IT WAS an idea first documented in hit film ‘PS, I love You’ when the lead character’s dead husband, played by Gerard Butler, sends her a series of messages from beyond the grave.
But now, a service which allows people to leave recorded video messages to be played to their loved ones after their death is to become a reality in the UK.
I wondered how I’d get the chance to say goodbyeVincenzo Rusciano
Inspired by a series of serious traffic accidents witnessed by founder Vincenzo Rusciano on his commute to work in Barcelona, Heavenote helps people create their messages and identify who they want to receive them.
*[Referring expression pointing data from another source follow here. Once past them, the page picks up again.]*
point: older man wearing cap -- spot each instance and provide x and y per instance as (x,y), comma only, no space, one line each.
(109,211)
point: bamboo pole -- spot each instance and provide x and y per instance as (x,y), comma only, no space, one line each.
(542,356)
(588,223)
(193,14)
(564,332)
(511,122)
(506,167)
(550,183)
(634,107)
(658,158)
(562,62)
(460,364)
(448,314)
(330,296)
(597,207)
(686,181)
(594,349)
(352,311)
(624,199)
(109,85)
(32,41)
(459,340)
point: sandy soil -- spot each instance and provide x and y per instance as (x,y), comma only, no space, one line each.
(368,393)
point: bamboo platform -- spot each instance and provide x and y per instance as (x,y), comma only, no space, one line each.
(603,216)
These are stored on Heavenote’s system and are only sent once proof – provided by a dedicated friend or relative via a special code – is received once that person has passed away.
Mr Rusciano said: “I saw a number of bad accidents while on my motorbike and wondered how I’d get the chance to say goodbye to the people important to me when my time came. This hit home when a friend of mine suddenly passed away.”
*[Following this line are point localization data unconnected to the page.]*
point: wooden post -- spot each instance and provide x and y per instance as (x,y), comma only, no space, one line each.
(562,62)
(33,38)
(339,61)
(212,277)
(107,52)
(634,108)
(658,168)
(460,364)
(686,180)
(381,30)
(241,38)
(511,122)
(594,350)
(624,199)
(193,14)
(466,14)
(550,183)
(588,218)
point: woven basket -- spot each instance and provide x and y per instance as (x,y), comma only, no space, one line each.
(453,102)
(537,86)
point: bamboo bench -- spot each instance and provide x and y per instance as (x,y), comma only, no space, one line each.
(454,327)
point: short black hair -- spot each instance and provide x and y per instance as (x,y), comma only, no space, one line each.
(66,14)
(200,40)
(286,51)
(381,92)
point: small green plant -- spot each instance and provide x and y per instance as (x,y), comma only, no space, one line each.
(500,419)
In ‘PS, I Love You’, Hilary Swank plays Holly, whose deceased husband Gerry sends her a message for her 30th birthday – the first of several messages all ending with “PS I Love You”, which he had arranged to have delivered to her after his death.
Mr Rusciano added: “Seeing the film illustrated the impact of leaving messages and how the digital age could make this much easier to do.”
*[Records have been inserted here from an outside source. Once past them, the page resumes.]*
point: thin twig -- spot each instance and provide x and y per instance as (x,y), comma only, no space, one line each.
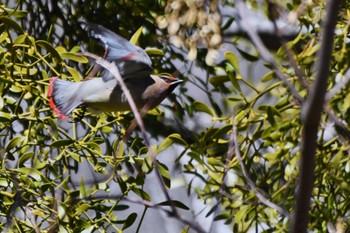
(264,53)
(338,86)
(259,194)
(311,118)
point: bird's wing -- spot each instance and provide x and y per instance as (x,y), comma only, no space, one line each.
(118,48)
Charles Cowling, editor of the Good Funeral Guide, said he believed the service could appeal to the younger, “digital generation”.
Previously, services have existed where the deceased could leave voicemail messages for friends and family, while online memorial websites give mourners a chance to share memories and grieve online with other people.
Mr Cowling said: “People may leave messages of great sentimentality, but it could also be used for funny messages to friends. A big thing surrounding death is the feeling that people don’t want their loved ones to be upset after they have gone, so leaving people jokes on the anniversary of their death day could be a way forward.”
He added: “I think this very much appeals to the British sense of humour – we have a great irreverence when it comes to death.”
Pierre Caner, 30, from London, used the service last year after hearing about it from a friend in Spain.
“My wife was pregnant and it made me think that it would be nice to leave a message for my little baby if anything happened to me,” he said.
People already using the service in Europe, include those in the armed forces, firefighters and those with terminal illnesses.
In recent years, awareness has been raised of the importance of leaving a digital legacy – online accounts and assets accessed via passwords on the internet.
Maulik Sailor, chief executive of Innovify, a start-up support company which has worked with Heavenote, said: “Almost all digital legacy services are focused on the practical administration of assets, but Heavenote supports the equally, if not more, important emotional legacy.”